Daily DCE Review 21/5/21

Iron ore futures ended on the week on dip after market participants became more cautious on sliding steel prices and margins.

The futures of Dalian Commodity Exchange (DCE) for September delivery then fell by 3.39% on-day or up RMB 38.50 to RMB 1,096.50/mt on Friday.

The steel rebar contract on the Shanghai Futures Exchange, were almost flattish throughout the day and dipped slightly by 0.74% or down RMB 38 day-on-day to RMB 5,112/mt.

 

Not-so-hot steel prices       

Most Chinese buyers were heard on the sideline following the recent decline in steel prices and margins, which many trade participants expected further price corrections as Chinese authority stepped in to curb commodity prices.

For instance, the Tangshan billet prices had experienced massive price correction throughout the week, or a total price drop of RMB 470 over the span of four days before closing RMB 5,070/mt level on Friday.

However, some trade participants felt that the supply tightness of iron ore products like Carajas fines might provide some support in price uptick in near team.

 

Lower port inventory to support price upticks

Some trade participants also expected further price upticks in view of the low port inventory among Chinese ports.
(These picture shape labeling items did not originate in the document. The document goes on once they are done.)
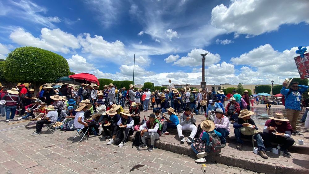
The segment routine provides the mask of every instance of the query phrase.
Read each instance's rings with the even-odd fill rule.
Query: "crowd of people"
[[[136,145],[146,148],[146,138],[150,139],[150,151],[154,150],[156,140],[169,135],[168,130],[174,129],[180,143],[186,142],[190,145],[198,158],[197,162],[205,162],[205,157],[208,154],[220,153],[226,146],[230,126],[232,125],[237,149],[243,147],[242,138],[253,136],[257,143],[258,154],[267,159],[265,152],[272,150],[271,142],[281,145],[280,150],[290,156],[287,149],[294,142],[291,135],[302,135],[297,131],[296,123],[300,110],[300,97],[309,87],[291,81],[285,81],[281,91],[286,99],[287,119],[276,113],[266,121],[262,131],[251,118],[254,113],[250,110],[251,99],[246,90],[243,95],[233,91],[226,105],[226,96],[222,90],[215,94],[205,89],[191,91],[188,86],[179,91],[172,87],[151,92],[147,89],[134,89],[133,84],[127,90],[125,87],[118,90],[110,83],[99,91],[96,85],[82,83],[78,89],[74,89],[73,85],[65,84],[58,90],[44,86],[35,96],[34,90],[21,85],[18,90],[1,87],[1,99],[6,102],[0,109],[1,116],[5,112],[9,122],[21,106],[18,120],[37,120],[31,135],[39,135],[44,124],[51,124],[56,128],[76,130],[83,134],[100,135],[104,132],[102,138],[108,140],[108,145],[121,147],[125,145],[129,136],[136,132],[139,134],[137,137],[135,135],[135,138],[140,138],[142,142]],[[148,116],[148,120],[146,118],[141,120],[141,111],[151,109],[153,113]],[[194,115],[201,114],[200,109],[205,112],[205,120],[197,125]],[[305,118],[306,121],[308,118]],[[191,132],[187,138],[183,134],[184,130]]]

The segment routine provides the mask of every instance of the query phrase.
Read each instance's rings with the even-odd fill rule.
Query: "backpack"
[[[189,97],[189,100],[190,100],[191,102],[194,102],[195,100],[195,99],[194,98],[194,95],[192,93],[190,93],[190,96]]]
[[[215,133],[212,134],[207,132],[209,135],[209,144],[206,145],[207,152],[213,154],[218,154],[221,152],[222,148],[221,147],[221,140],[220,138]]]
[[[138,131],[135,132],[135,135],[134,135],[134,138],[133,138],[133,143],[132,144],[132,147],[134,145],[135,146],[139,146],[143,144],[143,142],[142,141],[142,137],[141,137],[141,132]]]

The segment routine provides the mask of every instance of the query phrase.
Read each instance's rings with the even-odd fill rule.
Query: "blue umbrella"
[[[263,96],[270,96],[271,95],[269,94],[267,94],[267,93],[265,93],[265,92],[261,92],[260,93],[259,93],[256,95],[263,95]]]

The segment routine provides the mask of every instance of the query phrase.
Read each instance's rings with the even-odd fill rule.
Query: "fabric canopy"
[[[98,85],[100,85],[98,78],[95,75],[89,73],[82,73],[70,75],[69,78],[75,79],[75,81],[81,83],[87,83],[88,82],[90,82]]]

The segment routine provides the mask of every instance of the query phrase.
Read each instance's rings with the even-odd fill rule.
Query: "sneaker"
[[[259,155],[261,155],[263,158],[265,159],[268,159],[268,156],[265,153],[265,151],[260,151],[258,153]]]
[[[291,156],[291,154],[287,150],[286,150],[283,151],[283,154],[288,156]]]
[[[138,147],[141,149],[141,148],[143,148],[144,147],[147,147],[147,145],[146,144],[141,144],[138,146]]]
[[[269,152],[272,151],[272,150],[273,148],[271,147],[268,147],[265,148],[265,151]]]
[[[101,135],[101,134],[102,133],[102,131],[103,131],[103,128],[101,128],[100,129],[100,130],[99,131],[99,134],[98,134],[98,135]]]
[[[206,163],[207,162],[206,159],[205,158],[202,158],[199,159],[198,159],[195,160],[196,163]]]
[[[207,156],[207,152],[203,152],[200,153],[198,153],[196,155],[196,157],[197,158],[201,158]]]
[[[120,144],[119,144],[119,145],[118,145],[118,147],[121,147],[123,146],[125,146],[125,144],[126,143],[125,142],[123,141],[122,141],[120,143]]]
[[[112,139],[111,140],[109,140],[109,141],[107,142],[107,144],[109,145],[110,144],[114,144],[114,139]]]
[[[150,146],[150,147],[149,147],[149,148],[148,148],[148,151],[151,152],[152,151],[153,151],[154,149],[154,147],[153,146],[151,145]]]
[[[300,135],[301,136],[303,136],[304,134],[302,134],[300,133],[299,133],[298,131],[296,130],[296,131],[294,131],[292,133],[292,134],[293,135]]]
[[[30,135],[40,135],[40,132],[37,132],[36,131],[30,134]]]
[[[187,138],[187,142],[190,144],[192,144],[192,139],[191,138],[191,137],[188,137],[188,138]]]
[[[236,146],[236,148],[237,149],[239,149],[240,150],[243,148],[243,144],[241,143],[239,143],[237,144],[237,146]]]

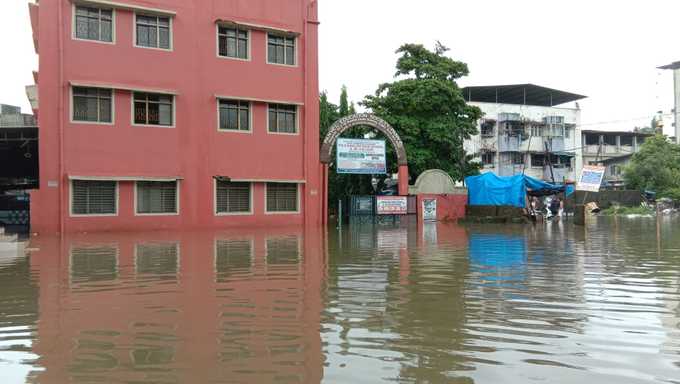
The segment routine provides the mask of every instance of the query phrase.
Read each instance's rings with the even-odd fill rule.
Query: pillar
[[[399,166],[399,196],[408,195],[408,165]]]

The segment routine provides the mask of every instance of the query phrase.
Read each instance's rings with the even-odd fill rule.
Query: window
[[[532,167],[544,167],[546,165],[545,155],[531,155]]]
[[[76,7],[76,39],[113,42],[113,10]]]
[[[220,100],[220,129],[250,131],[250,102]]]
[[[170,49],[169,17],[137,15],[135,28],[137,46]]]
[[[268,34],[267,61],[271,64],[295,65],[295,38]]]
[[[177,181],[138,181],[137,213],[140,215],[177,214]]]
[[[513,165],[522,165],[524,164],[524,154],[519,153],[519,152],[513,152],[511,154],[511,161]]]
[[[297,133],[297,107],[269,104],[269,132]]]
[[[496,163],[496,154],[493,152],[482,153],[482,164],[483,165],[494,165]]]
[[[248,60],[248,31],[218,27],[217,40],[220,56]]]
[[[600,135],[586,134],[586,145],[600,145]]]
[[[73,121],[111,123],[113,91],[102,88],[73,88]]]
[[[215,212],[220,214],[251,213],[250,183],[217,180]]]
[[[172,126],[174,96],[135,92],[134,103],[135,124]]]
[[[267,183],[267,212],[297,212],[298,185]]]
[[[73,180],[73,215],[115,215],[118,212],[118,183],[115,181]]]

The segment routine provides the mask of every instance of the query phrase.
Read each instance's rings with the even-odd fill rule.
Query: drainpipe
[[[59,233],[64,234],[64,15],[63,4],[57,2],[57,33],[59,34],[59,92],[58,120],[59,120]]]

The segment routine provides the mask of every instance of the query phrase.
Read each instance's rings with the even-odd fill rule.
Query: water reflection
[[[664,220],[33,239],[1,382],[677,382]]]

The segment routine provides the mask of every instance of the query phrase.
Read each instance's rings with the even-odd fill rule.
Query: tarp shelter
[[[546,183],[526,175],[500,177],[494,173],[465,178],[468,187],[468,205],[491,205],[526,208],[526,196],[532,194],[557,194],[565,186]]]

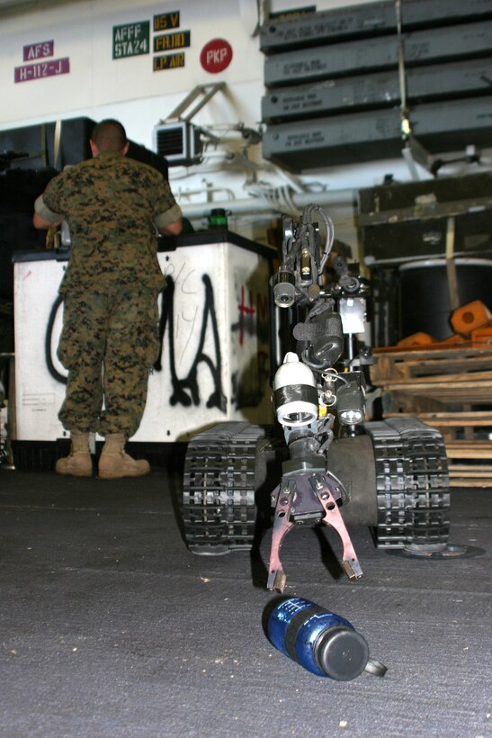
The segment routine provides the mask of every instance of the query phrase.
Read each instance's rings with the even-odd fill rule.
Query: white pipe
[[[319,193],[291,193],[294,205],[302,211],[306,205],[353,205],[356,190],[334,190]],[[179,200],[178,200],[179,202]],[[263,197],[249,197],[242,200],[211,201],[210,202],[182,202],[179,205],[185,218],[201,218],[210,208],[224,208],[231,215],[255,215],[256,212],[280,212],[275,203]]]

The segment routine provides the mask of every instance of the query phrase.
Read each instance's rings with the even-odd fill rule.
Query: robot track
[[[256,456],[265,431],[226,422],[196,436],[184,462],[183,519],[190,551],[228,554],[253,546],[256,522]]]
[[[190,551],[217,555],[252,548],[258,503],[269,505],[280,481],[277,461],[274,479],[265,483],[273,447],[268,427],[246,422],[219,424],[190,442],[183,496]],[[432,552],[446,545],[448,464],[435,428],[413,418],[366,423],[361,436],[333,444],[328,468],[349,490],[345,522],[369,526],[378,548]]]

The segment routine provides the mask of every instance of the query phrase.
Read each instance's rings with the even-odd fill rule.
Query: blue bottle
[[[309,599],[292,597],[281,602],[268,618],[267,630],[275,648],[319,677],[348,681],[364,670],[386,673],[386,667],[370,659],[365,638],[348,620]]]

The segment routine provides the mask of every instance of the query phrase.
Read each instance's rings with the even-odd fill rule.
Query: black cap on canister
[[[369,646],[355,630],[329,628],[314,646],[318,667],[337,681],[349,681],[362,674],[369,661]]]

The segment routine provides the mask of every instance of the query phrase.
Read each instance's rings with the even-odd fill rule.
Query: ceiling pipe
[[[344,205],[353,207],[356,202],[356,190],[335,190],[319,193],[291,193],[292,204],[301,212],[307,205]],[[223,208],[231,215],[255,215],[259,212],[271,212],[273,215],[282,212],[277,207],[274,200],[266,197],[248,197],[241,200],[211,201],[209,202],[179,202],[183,214],[189,219],[201,218],[211,208]]]

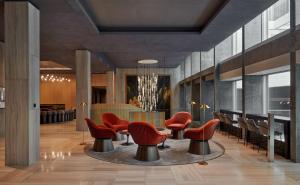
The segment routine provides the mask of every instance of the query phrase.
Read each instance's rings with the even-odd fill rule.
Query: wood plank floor
[[[300,164],[277,157],[268,163],[265,152],[217,133],[214,140],[226,148],[224,156],[198,164],[145,167],[112,164],[86,156],[79,145],[82,134],[74,123],[41,126],[41,161],[25,169],[4,166],[0,141],[1,185],[299,185]],[[88,133],[86,133],[88,136]],[[87,139],[92,142],[91,138]]]

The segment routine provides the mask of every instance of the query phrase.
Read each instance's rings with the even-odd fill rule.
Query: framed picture
[[[170,118],[170,76],[158,76],[158,102],[154,111],[165,112],[166,118]],[[126,77],[126,103],[140,107],[138,101],[138,81],[136,75]]]
[[[5,108],[5,88],[0,87],[0,109]]]

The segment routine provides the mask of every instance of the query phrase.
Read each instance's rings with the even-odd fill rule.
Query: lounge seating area
[[[300,184],[300,0],[0,0],[0,185]]]
[[[165,130],[158,131],[151,123],[129,122],[128,120],[120,119],[114,113],[103,113],[101,117],[103,123],[98,124],[91,119],[85,118],[90,134],[95,139],[93,151],[114,151],[112,140],[118,134],[128,133],[127,137],[131,136],[134,143],[138,145],[135,159],[145,162],[159,160],[158,145],[161,144],[163,146],[168,139],[175,140],[175,142],[176,140],[190,139],[190,145],[189,148],[186,148],[186,152],[195,155],[211,154],[208,141],[212,139],[215,129],[220,123],[218,119],[214,119],[208,121],[200,128],[188,128],[191,123],[191,114],[178,112],[171,119],[165,121]],[[171,134],[168,134],[169,132]],[[123,138],[114,140],[119,141],[123,140]],[[160,148],[160,150],[166,149],[168,148]]]

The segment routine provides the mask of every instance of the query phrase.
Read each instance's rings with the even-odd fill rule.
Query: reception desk
[[[139,112],[142,109],[130,104],[93,104],[91,107],[91,119],[97,124],[102,123],[102,114],[111,112],[121,119],[129,120],[129,112]]]
[[[165,112],[129,112],[129,121],[142,121],[155,126],[156,128],[165,127]]]

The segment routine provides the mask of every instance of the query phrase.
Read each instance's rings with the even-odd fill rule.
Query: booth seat
[[[88,118],[85,118],[85,121],[89,127],[91,136],[95,138],[94,151],[109,152],[114,150],[112,138],[116,136],[116,132],[104,125],[96,125],[95,122]]]

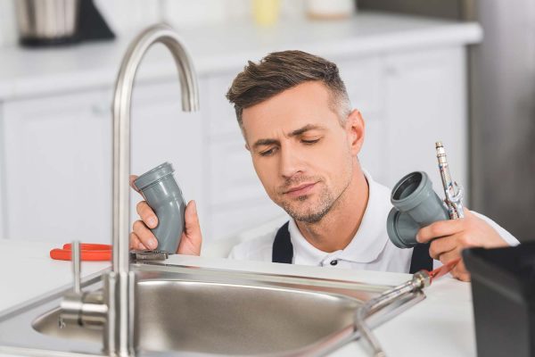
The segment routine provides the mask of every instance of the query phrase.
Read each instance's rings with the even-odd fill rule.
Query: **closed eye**
[[[275,154],[276,150],[276,147],[271,147],[268,150],[259,152],[259,154],[260,156],[269,156],[269,155],[272,155],[273,154]]]

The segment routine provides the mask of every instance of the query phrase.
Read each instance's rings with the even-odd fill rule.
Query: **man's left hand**
[[[429,254],[447,264],[461,258],[465,248],[507,246],[498,232],[481,218],[465,208],[465,218],[440,220],[421,228],[416,235],[419,243],[431,241]],[[454,278],[470,281],[470,273],[461,260],[451,270]]]

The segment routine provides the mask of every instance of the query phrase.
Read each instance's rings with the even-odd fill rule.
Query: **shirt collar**
[[[288,230],[293,245],[293,263],[322,265],[323,262],[333,259],[352,262],[370,262],[377,259],[388,241],[385,231],[386,217],[391,206],[390,191],[374,181],[368,172],[363,171],[368,183],[368,202],[360,227],[351,242],[343,250],[323,252],[305,239],[292,219]]]

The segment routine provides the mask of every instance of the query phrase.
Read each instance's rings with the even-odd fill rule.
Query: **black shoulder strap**
[[[413,255],[410,259],[410,270],[408,272],[414,274],[416,271],[425,270],[432,270],[432,259],[429,255],[429,243],[416,245],[413,248]]]
[[[284,262],[286,264],[292,264],[293,259],[293,245],[292,245],[292,240],[290,239],[290,231],[288,230],[288,224],[286,222],[281,227],[275,236],[273,241],[273,253],[271,255],[271,262]]]
[[[290,239],[290,231],[288,231],[289,222],[284,223],[276,232],[273,241],[273,253],[271,262],[292,264],[293,259],[293,245]],[[410,261],[411,274],[418,270],[432,270],[432,259],[429,255],[429,244],[416,245],[413,249],[413,254]]]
According to Mysteel, the iron ore port inventory recorded at 125.11 million mt for the week ended May 21, down 223,000 mt on-week with significant lower imports from Australian iron ore that might resulted in tightness for medium grade fines.

Meanwhile, the blast furnace capacity utilization rate among Chinese steel mills went up for the seventh consecutive week at an average rate of 91.18% during May 14-20 period, up 0.31% on-week, indicating high steel production amid softening steel prices and margins.